The plan calls for using counterterrorism and immigration laws against leaders of this alleged network — which includes Jewish Voice for Peace and Students for Justice in Palestine — as well as the Racketeer Influenced and Corrupt Organizations (RICO) Act that was used to bring down the mafia.

This dragnet would also target major progressive foundations like Tides and the Rockefeller Brothers Fund, which fund a handful of pro-Palestinian organizations as well as many other liberal causes.

Project Esther is full of grandiose language light on many specifics, but it’s worth paying attention to because of its authors. It was published by the right-wing Heritage Foundation, which also wrote Project 2025. The think tank has helped shape the policies of Republican presidents for decades and is now focused on “institutionalizing Trumpism.” And its antisemitism plan was drafted by a coalition that includes the America First Policy Institute, which is often referred to as a “White House in waiting.”

(Ironically, “America First” was a slogan favored by some of the pre-World War II Nazi sympathizers that Project Esther condemns.)

This means that there’s a good chance that much of what’s in the 33-page Project Esther document could become federal policy if former President Donald Trump wins in November.

For that same reason, it’s also worth noting who was not part of writing the plan: Jewish organizations. Heritage told Jewish Insider that 57 organizations, including the World Jewish Congress and Republican Jewish Coalition, helped create the document, but those organizations and others told the publication they played no part in the process.

In fact, Project Esther accuses “America’s Jewish community” of “complacency” and says some elements are “blind are deaf” to the menace posed by the “Hamas Support Network.”

“They haven’t sufficiently focused on the core of the problem,” James Carafano, who helps run Heritage’s National Task Force to Combat Antisemitism, said in the Insider article.

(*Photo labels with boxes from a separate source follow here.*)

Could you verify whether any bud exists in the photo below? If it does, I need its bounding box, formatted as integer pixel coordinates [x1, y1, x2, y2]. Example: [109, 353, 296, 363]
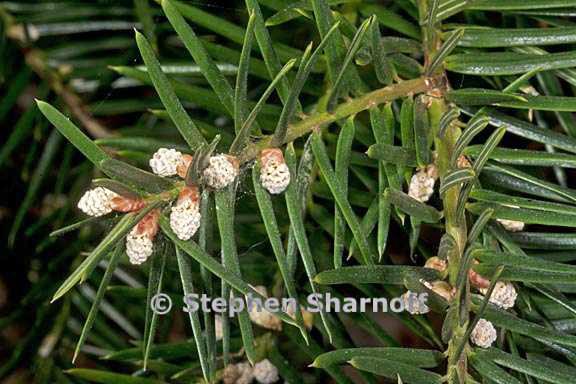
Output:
[248, 285, 282, 331]
[496, 219, 524, 232]
[78, 187, 118, 217]
[401, 291, 430, 315]
[149, 148, 182, 176]
[408, 164, 438, 203]
[470, 319, 497, 348]
[260, 148, 290, 195]
[176, 155, 192, 179]
[126, 209, 160, 265]
[480, 281, 518, 309]
[456, 155, 472, 168]
[170, 186, 201, 241]
[252, 359, 279, 384]
[110, 196, 146, 212]
[424, 256, 446, 273]
[222, 362, 254, 384]
[202, 155, 240, 189]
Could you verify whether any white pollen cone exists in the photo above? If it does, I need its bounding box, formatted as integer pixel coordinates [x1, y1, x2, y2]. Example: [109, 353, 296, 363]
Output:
[202, 154, 240, 189]
[176, 154, 193, 179]
[170, 185, 201, 241]
[260, 148, 290, 195]
[401, 291, 430, 315]
[496, 219, 525, 232]
[408, 163, 438, 203]
[126, 209, 160, 265]
[470, 319, 498, 348]
[149, 148, 182, 176]
[78, 187, 118, 217]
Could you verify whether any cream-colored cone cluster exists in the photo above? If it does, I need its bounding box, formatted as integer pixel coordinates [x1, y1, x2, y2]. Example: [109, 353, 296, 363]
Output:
[78, 187, 118, 217]
[401, 291, 430, 315]
[170, 186, 201, 241]
[222, 359, 280, 384]
[408, 164, 438, 203]
[480, 281, 518, 309]
[470, 319, 497, 348]
[149, 148, 182, 177]
[260, 148, 290, 195]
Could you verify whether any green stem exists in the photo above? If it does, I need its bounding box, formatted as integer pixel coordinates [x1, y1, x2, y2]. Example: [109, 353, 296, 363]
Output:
[240, 77, 436, 163]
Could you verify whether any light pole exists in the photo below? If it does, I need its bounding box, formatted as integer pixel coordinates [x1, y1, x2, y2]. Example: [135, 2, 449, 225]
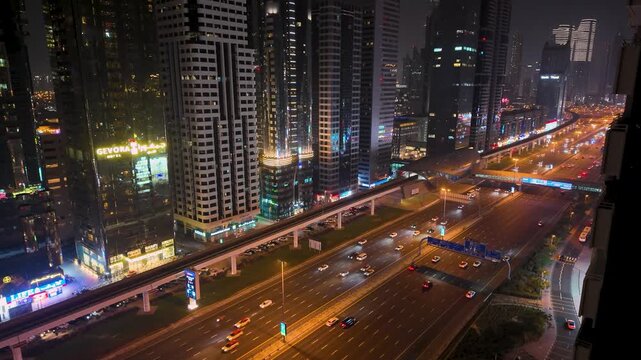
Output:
[280, 260, 285, 342]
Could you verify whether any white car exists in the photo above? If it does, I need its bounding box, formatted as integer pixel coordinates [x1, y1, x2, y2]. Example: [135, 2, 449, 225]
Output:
[318, 264, 329, 271]
[221, 340, 240, 352]
[325, 316, 340, 327]
[234, 318, 251, 329]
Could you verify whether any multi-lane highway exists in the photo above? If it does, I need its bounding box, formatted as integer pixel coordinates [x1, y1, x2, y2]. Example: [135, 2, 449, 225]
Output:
[122, 190, 507, 359]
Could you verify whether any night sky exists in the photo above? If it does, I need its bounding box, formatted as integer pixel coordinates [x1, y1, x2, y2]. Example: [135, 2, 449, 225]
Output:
[26, 0, 631, 79]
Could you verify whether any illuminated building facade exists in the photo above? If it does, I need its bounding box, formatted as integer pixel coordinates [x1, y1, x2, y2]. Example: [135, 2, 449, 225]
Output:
[312, 0, 363, 201]
[255, 0, 314, 219]
[0, 0, 42, 189]
[155, 0, 259, 240]
[355, 0, 398, 189]
[428, 0, 512, 153]
[43, 0, 174, 278]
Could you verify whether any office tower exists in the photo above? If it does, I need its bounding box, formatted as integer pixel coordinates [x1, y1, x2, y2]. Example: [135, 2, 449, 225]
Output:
[156, 0, 259, 240]
[536, 42, 570, 120]
[43, 0, 174, 279]
[567, 19, 596, 102]
[552, 24, 573, 45]
[428, 0, 511, 154]
[503, 32, 523, 101]
[312, 0, 363, 201]
[0, 0, 43, 189]
[250, 0, 314, 220]
[355, 0, 398, 189]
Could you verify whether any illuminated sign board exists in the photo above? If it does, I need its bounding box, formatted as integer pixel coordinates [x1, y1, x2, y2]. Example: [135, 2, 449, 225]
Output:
[521, 178, 572, 190]
[185, 269, 200, 300]
[96, 141, 167, 158]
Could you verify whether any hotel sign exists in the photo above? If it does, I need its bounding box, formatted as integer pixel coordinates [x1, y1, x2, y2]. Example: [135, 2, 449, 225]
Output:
[96, 141, 167, 158]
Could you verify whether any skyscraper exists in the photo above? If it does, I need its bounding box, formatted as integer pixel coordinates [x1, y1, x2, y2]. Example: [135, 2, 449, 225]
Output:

As for why Project Esther ignores the threat of right-wing antisemites including white supremacists, he said: “White supremacists are not my problem because white supremacists are not part of being conservative.”

Only one Jewish group, the ultra-conservative Coalition for Jewish Values, is publicly listed as a member of Heritage’s task force. Six Evangelical Christian organizations are among the 12 12 groups that founded the task force in November.

Part of the reason for this may have been revealed by another policy paper on antisemitism released Monday by the America First Policy Institute, which claimed that “woke antisemites won’t stop with Jewish students.”

“Christians are certainly the larger target,” wrote Christopher Schorr, a policy analyst for the group.